Is AI-Facilitated Gender-Based Violence the Next Pandemic?

Rangita de Silva de Alwis

The rise of deep fakes and other AI-generated misinformation presents a direct threat to women's freedom, writes Rangita de Silva de Alwis.

At The Regulatory Review, Rangita de Silva de Alwis, Senior Adjunct Professor of Global Leadership at the University of Pennsylvania Carey Law School, explores the connections between anti-feminism, democratic backsliding, and digital-authoritarianism in the contest of deep fakes and other artificial intelligence-generated misinformation.

The piece is co-written by Elodie Vialle, Senior Advisor to PEN America.

De Silva de Alwis is elected expert on the treaty body to the UN Convention on the Elimination of Discrimination against Women (CEDAW).

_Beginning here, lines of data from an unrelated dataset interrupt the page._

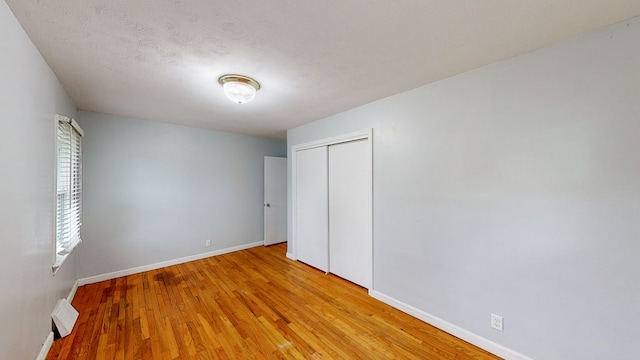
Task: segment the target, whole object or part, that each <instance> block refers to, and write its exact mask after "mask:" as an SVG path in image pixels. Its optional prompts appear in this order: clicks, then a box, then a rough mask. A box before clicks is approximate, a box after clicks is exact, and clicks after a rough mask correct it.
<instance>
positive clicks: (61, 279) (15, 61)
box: [0, 1, 76, 359]
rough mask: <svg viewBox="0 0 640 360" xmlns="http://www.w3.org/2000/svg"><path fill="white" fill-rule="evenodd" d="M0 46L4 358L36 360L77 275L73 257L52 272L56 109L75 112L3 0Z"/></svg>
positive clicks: (1, 239) (55, 165)
mask: <svg viewBox="0 0 640 360" xmlns="http://www.w3.org/2000/svg"><path fill="white" fill-rule="evenodd" d="M0 44H1V47H2V50H1V54H0V112H1V113H2V130H0V164H2V170H0V199H2V200H1V201H2V206H1V207H0V246H1V247H2V254H3V256H2V265H1V266H0V269H1V271H0V289H2V291H0V324H1V326H0V359H35V358H36V356H37V355H38V352H39V351H40V348H41V347H42V344H43V343H44V341H45V339H46V338H47V336H48V335H49V333H50V331H51V311H52V310H53V307H54V306H55V303H56V301H57V300H58V299H60V298H63V297H66V296H67V295H68V294H69V290H70V289H71V287H72V286H73V283H74V282H75V280H76V277H75V275H76V268H75V267H76V261H75V260H76V259H75V258H76V257H75V254H71V255H70V256H69V257H68V258H67V261H66V262H65V263H64V264H63V265H62V268H61V269H60V270H59V271H58V272H57V273H56V275H55V276H54V275H53V273H52V271H51V266H52V264H53V241H54V228H55V224H54V223H55V212H54V209H55V205H54V202H55V176H54V173H55V168H56V151H55V149H56V130H55V129H56V114H61V115H65V116H70V117H73V116H75V113H76V109H75V105H74V104H73V103H72V102H71V100H70V99H69V96H68V95H67V93H66V92H65V91H64V89H63V88H62V86H61V85H60V83H59V82H58V79H57V78H56V77H55V75H54V74H53V72H52V71H51V69H50V68H49V66H47V64H46V63H45V61H44V59H43V58H42V56H40V53H39V52H38V50H37V49H36V48H35V46H34V45H33V44H32V43H31V41H30V40H29V38H28V37H27V34H25V32H24V31H23V30H22V27H21V26H20V24H18V21H17V20H16V18H15V17H14V16H13V13H12V12H11V10H9V8H8V7H7V4H6V3H5V2H4V1H0Z"/></svg>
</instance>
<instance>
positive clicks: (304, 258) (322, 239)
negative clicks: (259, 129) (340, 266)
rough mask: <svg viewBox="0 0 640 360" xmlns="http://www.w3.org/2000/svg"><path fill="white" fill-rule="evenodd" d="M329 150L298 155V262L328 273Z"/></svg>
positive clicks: (297, 252)
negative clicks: (328, 194) (328, 205)
mask: <svg viewBox="0 0 640 360" xmlns="http://www.w3.org/2000/svg"><path fill="white" fill-rule="evenodd" d="M327 188H328V186H327V147H326V146H322V147H317V148H313V149H308V150H299V151H297V152H296V189H295V191H296V225H295V226H296V228H295V231H296V234H295V235H296V236H295V238H296V246H297V253H298V260H300V261H302V262H305V263H307V264H309V265H311V266H313V267H316V268H318V269H320V270H323V271H328V270H329V234H328V223H329V220H328V209H327V198H328V194H327V191H328V190H327Z"/></svg>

From The Regulatory Review:

The rise of gender-based online violence amounts to a direct attack on women's freedom of expression around the world, especially the freedom of women journalists and human rights defenders. The consequences? They include de-platforming women's voices, undermining equal access to the digital public space, and creating a chilling effect on democratic deliberations with disproportionate impact on women journalists and women human rights defenders.

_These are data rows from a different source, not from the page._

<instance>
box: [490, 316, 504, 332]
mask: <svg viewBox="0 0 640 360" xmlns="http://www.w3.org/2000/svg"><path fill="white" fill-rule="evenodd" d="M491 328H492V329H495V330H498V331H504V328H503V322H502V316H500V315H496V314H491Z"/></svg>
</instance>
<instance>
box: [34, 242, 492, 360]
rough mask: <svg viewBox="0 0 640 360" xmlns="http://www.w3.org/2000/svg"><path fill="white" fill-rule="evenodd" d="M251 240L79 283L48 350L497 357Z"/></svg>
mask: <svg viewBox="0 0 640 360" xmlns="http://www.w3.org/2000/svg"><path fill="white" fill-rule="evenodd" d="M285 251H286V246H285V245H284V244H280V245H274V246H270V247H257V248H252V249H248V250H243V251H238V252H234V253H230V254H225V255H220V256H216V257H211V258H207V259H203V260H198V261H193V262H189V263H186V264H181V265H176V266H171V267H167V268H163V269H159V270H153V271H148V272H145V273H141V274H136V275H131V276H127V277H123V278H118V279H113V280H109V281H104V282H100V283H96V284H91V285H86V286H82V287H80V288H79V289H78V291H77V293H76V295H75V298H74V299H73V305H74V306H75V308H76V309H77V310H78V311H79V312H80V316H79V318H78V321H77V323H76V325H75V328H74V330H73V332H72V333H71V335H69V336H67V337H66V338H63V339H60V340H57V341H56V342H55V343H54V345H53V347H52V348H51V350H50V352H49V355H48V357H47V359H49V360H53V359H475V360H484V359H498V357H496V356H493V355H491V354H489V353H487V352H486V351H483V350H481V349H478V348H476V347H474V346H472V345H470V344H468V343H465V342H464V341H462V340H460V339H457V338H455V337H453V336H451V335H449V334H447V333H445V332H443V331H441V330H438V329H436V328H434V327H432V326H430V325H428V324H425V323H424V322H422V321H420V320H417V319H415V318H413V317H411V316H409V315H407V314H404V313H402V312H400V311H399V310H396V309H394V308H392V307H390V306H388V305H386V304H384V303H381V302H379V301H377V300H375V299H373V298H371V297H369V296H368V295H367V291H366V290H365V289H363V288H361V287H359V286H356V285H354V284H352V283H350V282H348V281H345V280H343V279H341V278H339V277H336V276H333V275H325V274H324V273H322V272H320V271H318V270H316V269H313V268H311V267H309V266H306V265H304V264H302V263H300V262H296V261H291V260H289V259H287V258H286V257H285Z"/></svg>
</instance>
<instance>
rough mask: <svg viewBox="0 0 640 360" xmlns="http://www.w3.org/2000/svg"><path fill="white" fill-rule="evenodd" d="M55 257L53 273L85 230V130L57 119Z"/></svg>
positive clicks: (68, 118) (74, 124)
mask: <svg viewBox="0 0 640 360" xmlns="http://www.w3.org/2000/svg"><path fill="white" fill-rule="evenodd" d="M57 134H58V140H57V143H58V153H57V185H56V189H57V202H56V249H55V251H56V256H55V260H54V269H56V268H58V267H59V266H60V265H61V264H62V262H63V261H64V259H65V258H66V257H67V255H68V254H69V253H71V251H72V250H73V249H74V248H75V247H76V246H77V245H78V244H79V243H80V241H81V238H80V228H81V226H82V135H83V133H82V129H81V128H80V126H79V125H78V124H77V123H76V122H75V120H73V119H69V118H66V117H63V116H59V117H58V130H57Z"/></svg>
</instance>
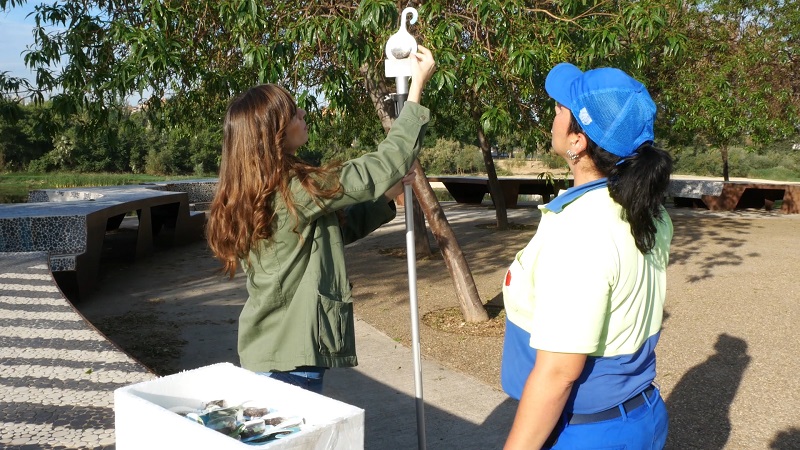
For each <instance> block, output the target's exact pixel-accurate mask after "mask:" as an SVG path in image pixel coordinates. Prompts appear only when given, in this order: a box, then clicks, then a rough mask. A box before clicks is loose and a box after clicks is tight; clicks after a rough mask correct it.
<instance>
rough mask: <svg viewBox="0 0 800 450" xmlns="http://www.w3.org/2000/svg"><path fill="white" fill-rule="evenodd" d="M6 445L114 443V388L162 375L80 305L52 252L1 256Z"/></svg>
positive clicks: (16, 253)
mask: <svg viewBox="0 0 800 450" xmlns="http://www.w3.org/2000/svg"><path fill="white" fill-rule="evenodd" d="M0 328H2V330H3V332H2V337H0V411H1V413H0V414H2V416H1V417H0V448H4V449H51V448H82V449H103V448H113V447H114V410H113V404H114V397H113V394H114V389H116V388H118V387H122V386H126V385H128V384H131V383H137V382H140V381H145V380H148V379H152V378H154V375H153V374H152V373H151V372H150V371H149V370H148V369H147V368H146V367H144V366H143V365H141V364H140V363H138V362H137V361H135V360H134V359H132V358H130V357H129V356H128V355H127V354H125V353H124V352H122V351H121V350H119V349H118V348H117V347H115V346H114V345H113V344H112V343H111V342H110V341H108V340H106V338H105V337H104V336H103V335H101V334H100V333H99V332H98V331H97V330H96V329H95V328H94V327H92V326H91V325H90V324H89V323H88V322H86V321H85V320H84V319H83V317H82V316H81V315H80V314H79V313H78V312H77V311H76V310H75V309H74V308H73V307H72V304H71V303H70V302H68V301H67V300H66V299H65V298H64V297H63V296H62V294H61V292H60V291H59V290H58V287H57V286H56V284H55V282H54V281H53V278H52V275H51V274H50V270H49V265H48V260H47V255H46V254H45V253H16V254H13V253H5V254H3V255H2V257H0Z"/></svg>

This year, with over 64 elections globally, it has never been so easy to produce false videos, audio, and text through content that deep-learning AI has generated and synthesized. During the last Slovak parliamentary election campaign, for example, deepfakes were used for the first time, spreading a fake video featuring journalist Monika Tódová and party chairman Michal Šimečka. Despite being fabricated, the video still reached thousands of social media users just two days before the election. This use of artificial intelligence technology to discredit a journalist and undermine election integrity—the first such instance in the European Union—offered a worrying example of the future use of so-called deepfakes.

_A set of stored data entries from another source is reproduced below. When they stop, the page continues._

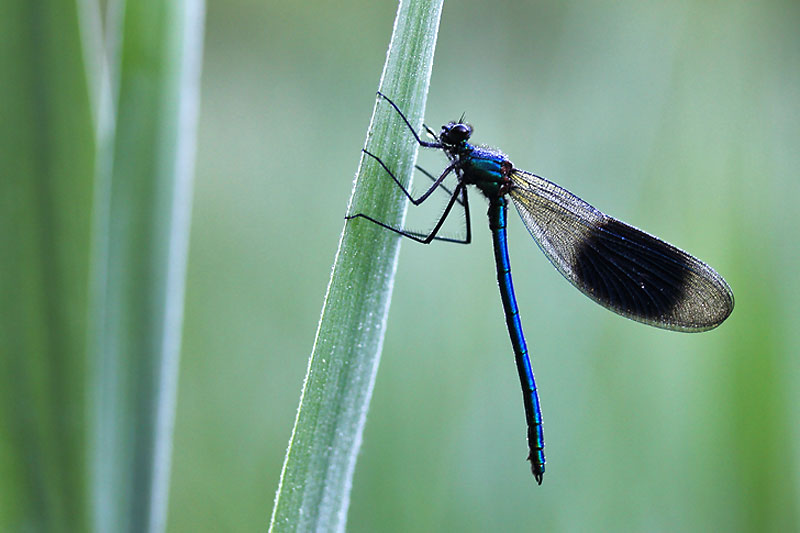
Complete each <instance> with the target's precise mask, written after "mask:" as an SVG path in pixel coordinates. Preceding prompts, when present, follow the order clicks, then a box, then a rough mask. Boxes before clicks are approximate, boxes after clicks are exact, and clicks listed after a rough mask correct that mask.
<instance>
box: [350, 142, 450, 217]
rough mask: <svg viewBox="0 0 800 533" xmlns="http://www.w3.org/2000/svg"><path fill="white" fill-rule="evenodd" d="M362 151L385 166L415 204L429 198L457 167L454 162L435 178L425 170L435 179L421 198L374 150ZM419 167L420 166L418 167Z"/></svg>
mask: <svg viewBox="0 0 800 533" xmlns="http://www.w3.org/2000/svg"><path fill="white" fill-rule="evenodd" d="M361 151H362V152H364V153H365V154H367V155H368V156H369V157H371V158H372V159H374V160H375V161H377V162H378V164H379V165H380V166H382V167H383V170H385V171H386V173H387V174H389V176H391V178H392V179H393V180H394V182H395V183H396V184H397V186H398V187H400V190H401V191H403V194H405V195H406V198H408V199H409V200H410V201H411V203H412V204H414V205H420V204H421V203H422V202H424V201H425V200H427V199H428V197H429V196H430V195H431V194H433V191H435V190H436V188H437V187H439V186H441V185H442V182H443V181H444V179H445V178H446V177H447V175H448V174H450V172H452V171H453V169H454V168H455V165H453V164H450V165H448V166H447V168H445V169H444V171H443V172H442V174H441V175H440V176H439V177H438V178H434V177H433V176H431V175H430V174H428V173H427V172H425V171H424V170H423V172H425V175H427V176H428V177H430V178H431V179H432V180H433V185H431V187H430V188H429V189H428V190H427V191H425V192H424V193H423V194H422V196H420V197H419V198H414V197H413V196H411V193H410V192H408V189H406V188H405V187H404V186H403V184H402V183H401V182H400V180H399V179H397V176H395V175H394V173H393V172H392V171H391V170H389V167H387V166H386V163H384V162H383V161H382V160H381V158H380V157H378V156H376V155H375V154H373V153H372V152H368V151H367V150H363V149H362V150H361ZM417 168H419V167H417ZM420 170H422V169H420ZM445 190H447V189H446V188H445ZM448 192H450V191H448Z"/></svg>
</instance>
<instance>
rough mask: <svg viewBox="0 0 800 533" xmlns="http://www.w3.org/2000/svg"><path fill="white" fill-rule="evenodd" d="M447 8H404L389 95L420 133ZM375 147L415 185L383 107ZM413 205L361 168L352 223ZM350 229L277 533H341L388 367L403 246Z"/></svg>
mask: <svg viewBox="0 0 800 533" xmlns="http://www.w3.org/2000/svg"><path fill="white" fill-rule="evenodd" d="M441 9H442V1H434V2H431V1H419V0H403V1H401V2H400V5H399V7H398V11H397V17H396V19H395V25H394V31H393V34H392V38H391V42H390V45H389V51H388V53H387V58H386V64H385V65H384V71H383V75H382V77H381V83H380V89H381V91H382V92H383V93H384V94H386V95H389V96H390V97H392V98H393V99H394V100H395V101H397V102H399V103H400V104H401V105H402V106H403V109H404V111H405V113H406V114H407V116H408V118H409V120H410V121H411V123H412V124H416V125H419V124H420V123H421V120H422V115H423V112H424V107H425V99H426V97H427V90H428V84H429V82H430V73H431V67H432V63H433V52H434V48H435V44H436V36H437V31H438V26H439V19H440V16H441ZM367 145H368V146H369V148H370V150H373V151H374V152H375V153H379V154H382V156H383V155H384V154H386V155H387V157H386V158H385V159H384V161H385V162H386V163H387V164H388V165H389V166H390V167H391V168H393V169H395V172H396V175H397V176H398V177H399V178H400V179H404V178H405V179H406V180H407V181H408V180H410V176H411V172H412V169H413V164H414V160H415V157H416V150H417V145H416V143H415V141H414V140H413V138H412V137H411V136H410V135H409V134H408V131H407V130H405V127H404V126H403V125H402V123H400V121H399V119H398V118H397V115H396V114H395V112H394V111H393V110H392V109H391V107H390V106H389V105H387V104H386V103H385V102H379V103H378V104H377V105H376V107H375V110H374V112H373V116H372V121H371V124H370V128H369V131H368V133H367ZM406 204H407V202H406V199H405V197H404V196H403V195H402V193H401V192H400V191H399V190H398V189H397V187H396V185H394V184H393V182H392V181H391V180H390V179H387V176H386V175H385V172H384V171H383V170H382V169H381V168H380V167H379V165H378V164H377V163H376V162H375V161H373V160H370V159H365V158H364V157H362V158H361V163H360V166H359V170H358V173H357V175H356V180H355V184H354V188H353V194H352V196H351V199H350V205H349V207H348V212H349V213H355V212H358V211H362V210H363V211H368V212H371V213H379V214H380V216H381V218H382V219H383V220H384V221H386V222H387V223H389V224H392V225H396V226H400V225H402V222H403V219H404V217H405V210H406ZM363 222H364V221H359V220H356V221H351V222H349V223H347V224H345V228H344V230H343V233H342V237H341V240H340V242H339V249H338V251H337V254H336V259H335V261H334V266H333V272H332V274H331V280H330V283H329V285H328V291H327V294H326V296H325V303H324V305H323V309H322V315H321V317H320V323H319V327H318V330H317V336H316V340H315V342H314V348H313V351H312V354H311V357H310V359H309V366H308V373H307V375H306V381H305V384H304V386H303V393H302V396H301V399H300V406H299V408H298V414H297V420H296V422H295V427H294V430H293V432H292V437H291V439H290V442H289V448H288V450H287V454H286V460H285V462H284V467H283V472H282V473H281V481H280V485H279V487H278V492H277V494H276V497H275V507H274V509H273V514H272V521H271V526H270V527H271V530H277V531H293V530H301V531H308V530H323V531H337V530H343V529H344V525H345V522H346V516H347V507H348V504H349V493H350V488H351V485H352V477H353V470H354V468H355V460H356V455H357V453H358V449H359V447H360V444H361V436H362V433H363V429H364V423H365V420H366V413H367V409H368V406H369V400H370V397H371V395H372V388H373V384H374V380H375V374H376V372H377V368H378V362H379V360H380V352H381V347H382V344H383V337H384V332H385V329H386V319H387V315H388V310H389V301H390V298H391V293H392V286H393V280H394V273H395V270H396V265H397V256H398V252H399V249H400V240H399V238H398V237H397V235H395V234H393V233H391V232H388V231H385V230H382V229H381V228H379V227H378V226H375V225H372V224H369V223H363Z"/></svg>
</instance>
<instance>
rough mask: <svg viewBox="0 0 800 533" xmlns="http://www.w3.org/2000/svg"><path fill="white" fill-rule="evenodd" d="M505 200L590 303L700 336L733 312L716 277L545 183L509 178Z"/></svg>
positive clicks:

If deepfakes pose a direct threat to information integrity, they also undermine women's voices. The virality of deepfake images of Taylor Swift, seen over 45 million times on social media last January, revealed the potentially huge impact of new technology on women's online safety and integrity. One study has found that 98 percent of deepfake videos online are pornographic and that 99 percent of those targeted are women or girls.